Im Hintergrund saß eine Frau an einer Nähmaschine mit Fußantrieb und bearbeitete, völlig auf ihre Aufgabe konzentriert und ohne sich im geringsten um den Lärm nebenan zu kümmern, die Naht einer Ballrobe.

Dorkas verbeugte sich leicht verwirrt, grüßte und zog sich rückwärts wieder zurück. Südchinesen, dachte er, bestimmt sind das Südchinesen, die sind berüchtigt für ihr Temperament. Seltsam, dass immer die Leute aus dem Süden solch heißes Blut haben, das kann doch nicht nur mit dem Klima zu tun haben, es sei denn, die Sonne kocht sich die Menschen gar. Seltsamer Gedanke, allerdings ist es …
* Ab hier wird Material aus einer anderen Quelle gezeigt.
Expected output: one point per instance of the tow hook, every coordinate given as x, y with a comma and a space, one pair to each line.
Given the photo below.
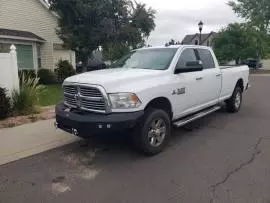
75, 132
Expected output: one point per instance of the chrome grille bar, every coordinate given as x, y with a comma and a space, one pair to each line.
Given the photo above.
86, 97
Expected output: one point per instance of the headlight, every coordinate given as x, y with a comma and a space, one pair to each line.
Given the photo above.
124, 100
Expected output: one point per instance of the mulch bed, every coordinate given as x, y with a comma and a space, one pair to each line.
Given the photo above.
45, 114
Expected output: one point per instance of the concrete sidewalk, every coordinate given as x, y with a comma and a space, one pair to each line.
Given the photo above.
30, 139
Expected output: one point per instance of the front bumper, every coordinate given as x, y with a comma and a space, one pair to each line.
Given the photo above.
85, 124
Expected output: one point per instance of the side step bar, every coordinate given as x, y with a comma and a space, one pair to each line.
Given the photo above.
196, 116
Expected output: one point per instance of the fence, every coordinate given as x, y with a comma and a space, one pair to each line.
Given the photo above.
9, 78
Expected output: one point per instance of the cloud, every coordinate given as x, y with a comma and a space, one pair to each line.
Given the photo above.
176, 23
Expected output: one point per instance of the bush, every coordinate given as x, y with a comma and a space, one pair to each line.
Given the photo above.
27, 73
5, 108
46, 77
24, 101
64, 70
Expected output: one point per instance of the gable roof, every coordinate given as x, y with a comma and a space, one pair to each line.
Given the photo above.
18, 34
47, 6
188, 38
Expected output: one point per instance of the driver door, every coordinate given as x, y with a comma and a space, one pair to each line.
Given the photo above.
186, 85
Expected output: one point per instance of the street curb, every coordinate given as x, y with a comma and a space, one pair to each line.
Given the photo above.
31, 139
36, 150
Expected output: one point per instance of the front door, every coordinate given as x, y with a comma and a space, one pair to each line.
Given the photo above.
186, 85
25, 56
211, 79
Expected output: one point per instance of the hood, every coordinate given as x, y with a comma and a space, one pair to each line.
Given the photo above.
115, 79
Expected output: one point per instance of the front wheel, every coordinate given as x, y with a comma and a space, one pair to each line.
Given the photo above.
235, 102
153, 132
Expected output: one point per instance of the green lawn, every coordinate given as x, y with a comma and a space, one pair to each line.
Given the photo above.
51, 95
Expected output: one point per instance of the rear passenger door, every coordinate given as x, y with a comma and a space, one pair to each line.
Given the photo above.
210, 82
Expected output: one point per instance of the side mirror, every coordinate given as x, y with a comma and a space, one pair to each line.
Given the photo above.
191, 66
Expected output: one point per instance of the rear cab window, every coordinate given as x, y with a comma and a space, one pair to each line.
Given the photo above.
206, 58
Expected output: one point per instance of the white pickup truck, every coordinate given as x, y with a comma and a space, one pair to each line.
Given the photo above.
148, 91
Leider verpasste er unter seinen Überlegungen den richtigen Durchgang, stolperte im Halbdunkel eine steile Treppe hinunter und fand sich in einem schmalen Einschnitt zwischen zwei hohen Häusern wieder. Das wenige Licht, das hier bis zum Boden dringen wollte, wurde von Wäsche abgehalten, die von zwischen den Wänden gespannten Leinen hing. Die Situation war Dorkas äußerst unbehaglich. Er machte sich nicht die Mühe, seine Augen an das Dämmerlicht zu gewöhnen und tastete sich vorwärts. Seltsame Geräusche drangen an sein Ohr – ein Keuchen und ein Flattern, das er nicht einzuordnen wusste, das ihm jedoch einen Schauer über den Rücken jagte. Er zögerte, war hin- und hergerissen zwischen Rückzug und Flucht nach vorne. Schließlich drang er weiter vor, registrierte eine zuckende Bewegung vor sich. In diesem Moment wurde eine Tür aufgerissen und ein heller Lichtstrahl durchschnitt das Halbdunkel und erleuchtete die Szenerie. Ein schriller Schrei ertönte. Eine zahnlose Greisin raffte den rosa Morgenrock, der ihr einziges Kleidungsstück zu sein schien, über der hageren Brust zusammen. Um diese Geste angemessener Schamhaftigkeit zu vollführen, musste sie den Hahn, den sie gerade gerupft hatte, fahren lassen. Das Tier, dessen Schnabel zugebundenen war, nutzte die Chance, flatterte gegen Dorkas’ Bauch und trudelte dann mit schwerer Schlagseite, mit den halb gerupften Flügeln schlagend, in die Finsternis.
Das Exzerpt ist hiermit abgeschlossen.